Friday, April 08, 2011
#97: Ek Ruka Hua Faisla
If you watch an average Basu Chaterjee film, you will know that the man is a middle class man's director. His movies will inevitably revolve around an average family and their habits as in Chitchor or Baaton Baaton Mein or zero in on a particular character's travails as in a Chotti Si Baat or a Chameli Ki Shaadi. If he would've done just these kind of movies, he would've still earned your respect. The brilliance of the man of course lies in the fact that he also would back himself to do a movie with no songs and no heroine and yet come up with an Ek Ruka Hua Faisla. For the record, he is also the man who took the reins of direction on India's greatest detective - Byomkesh Bakshi.
Yes, Ek Ruka Hua Faisla is adapted from a Sidney Lumet Hollywood classic. Yes, the story is not new. And yes, Basu did not add any special twist in the movie. But let me also remind you here, top of my head, I can tell you five other movies adapted from Hollywood, scene by scene and yet coming a cropper because of absolutely poor execution. What Ek Ruka Hua Faisla lays down, are the ground rules to make a solid adaptation. What one needs, if one is not tampering with the original story, is a group of brilliant actors so that one doesn't compare the difference in performance levels on-screen. The movie is about 12 jurors meeting to pronounce the verdict on a murder. 11 of them agree that the accused is guilty. One differs and therein lies the central conflict that the screenplay resolves in a little over two hours.
Half of the credit for the movie has to go the original play written by Reginald Rose.
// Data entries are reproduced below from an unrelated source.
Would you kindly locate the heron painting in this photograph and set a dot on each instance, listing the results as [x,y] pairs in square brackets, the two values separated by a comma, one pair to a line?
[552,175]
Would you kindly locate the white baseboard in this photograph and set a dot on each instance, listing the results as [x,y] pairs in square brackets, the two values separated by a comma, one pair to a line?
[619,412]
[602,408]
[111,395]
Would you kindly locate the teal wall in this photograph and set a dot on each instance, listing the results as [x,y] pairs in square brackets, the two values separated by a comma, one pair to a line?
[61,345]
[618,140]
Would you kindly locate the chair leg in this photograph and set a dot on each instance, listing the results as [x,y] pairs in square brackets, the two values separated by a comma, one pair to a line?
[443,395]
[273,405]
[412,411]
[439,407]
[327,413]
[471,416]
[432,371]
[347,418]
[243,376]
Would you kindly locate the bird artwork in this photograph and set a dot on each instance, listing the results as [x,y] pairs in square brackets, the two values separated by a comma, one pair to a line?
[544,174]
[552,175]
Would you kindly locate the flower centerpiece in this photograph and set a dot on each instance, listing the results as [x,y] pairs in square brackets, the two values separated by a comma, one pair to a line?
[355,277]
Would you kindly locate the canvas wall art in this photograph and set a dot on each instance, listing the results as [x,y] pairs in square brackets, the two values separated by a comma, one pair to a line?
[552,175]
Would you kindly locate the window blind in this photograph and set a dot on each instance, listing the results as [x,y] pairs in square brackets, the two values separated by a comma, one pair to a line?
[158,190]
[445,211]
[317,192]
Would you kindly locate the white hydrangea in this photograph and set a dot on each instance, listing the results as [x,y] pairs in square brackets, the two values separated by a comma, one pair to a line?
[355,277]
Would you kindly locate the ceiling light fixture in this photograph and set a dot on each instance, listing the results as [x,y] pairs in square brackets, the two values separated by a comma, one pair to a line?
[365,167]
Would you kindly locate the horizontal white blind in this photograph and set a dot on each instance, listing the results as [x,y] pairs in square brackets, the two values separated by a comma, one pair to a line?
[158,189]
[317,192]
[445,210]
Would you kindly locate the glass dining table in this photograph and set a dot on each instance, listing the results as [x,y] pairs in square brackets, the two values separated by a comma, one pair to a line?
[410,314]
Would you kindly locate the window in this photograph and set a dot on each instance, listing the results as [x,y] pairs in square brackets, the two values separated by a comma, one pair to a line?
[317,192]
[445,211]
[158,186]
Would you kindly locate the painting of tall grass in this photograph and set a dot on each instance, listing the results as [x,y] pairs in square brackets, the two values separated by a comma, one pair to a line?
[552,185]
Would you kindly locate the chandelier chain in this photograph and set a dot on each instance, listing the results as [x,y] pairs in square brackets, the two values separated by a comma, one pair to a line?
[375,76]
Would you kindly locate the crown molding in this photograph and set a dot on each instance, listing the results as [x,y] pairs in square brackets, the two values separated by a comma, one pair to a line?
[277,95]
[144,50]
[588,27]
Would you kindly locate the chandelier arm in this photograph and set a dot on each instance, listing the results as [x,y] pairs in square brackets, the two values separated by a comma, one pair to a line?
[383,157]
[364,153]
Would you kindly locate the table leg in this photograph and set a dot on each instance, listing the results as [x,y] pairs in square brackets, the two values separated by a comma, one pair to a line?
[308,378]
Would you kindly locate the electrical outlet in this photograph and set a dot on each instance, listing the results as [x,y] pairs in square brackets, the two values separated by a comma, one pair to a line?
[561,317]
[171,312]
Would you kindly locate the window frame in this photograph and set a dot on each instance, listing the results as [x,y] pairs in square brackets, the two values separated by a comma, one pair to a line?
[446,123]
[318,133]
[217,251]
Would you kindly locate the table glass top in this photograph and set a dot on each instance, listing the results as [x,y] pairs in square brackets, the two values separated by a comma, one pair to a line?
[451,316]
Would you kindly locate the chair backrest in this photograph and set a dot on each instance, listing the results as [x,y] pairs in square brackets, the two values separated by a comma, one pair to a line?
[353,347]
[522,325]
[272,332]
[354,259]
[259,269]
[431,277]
The other half is the magic that's created by actors such as Pankaj Kapoor, K.K. Raina, Annu Kapoor, Amitabh Srivastava, M.K. Raina amongst others in this intense courtroom saga. It is an embarassment of a goldmine of acting talent on-screen. No names half as famous as any mainstream Bollywood hero but each of those 13 actors (including a moderator) worth their weight in gold. The movie builds up a tense pace and strikes a note so high that it's difficult to imagine that the momentum could be maintained. But the best is reserved for the last - a no-holds-barred climax and thanks to that man Pankaj Kapoor who delivers a monologue so riveting, it could be used as an adhesive the next time you want someone to stay glued to the TV. So is there a flaw in the movie ? None but would you give a movie that's a scene to scene copy from another classic 100% marks. Personally, I wouldn't.
But, be that as it may, let me end with something hypothetical to complete this review. Let's just say it's the end of the world and God gives you one chance to save your life provided you give the correct answer to what has best courtroom drama ever in Indian cinema. I say, you just utter the words 'Ek Ruka...' and you will see a happy forgiving smile on God's countenance.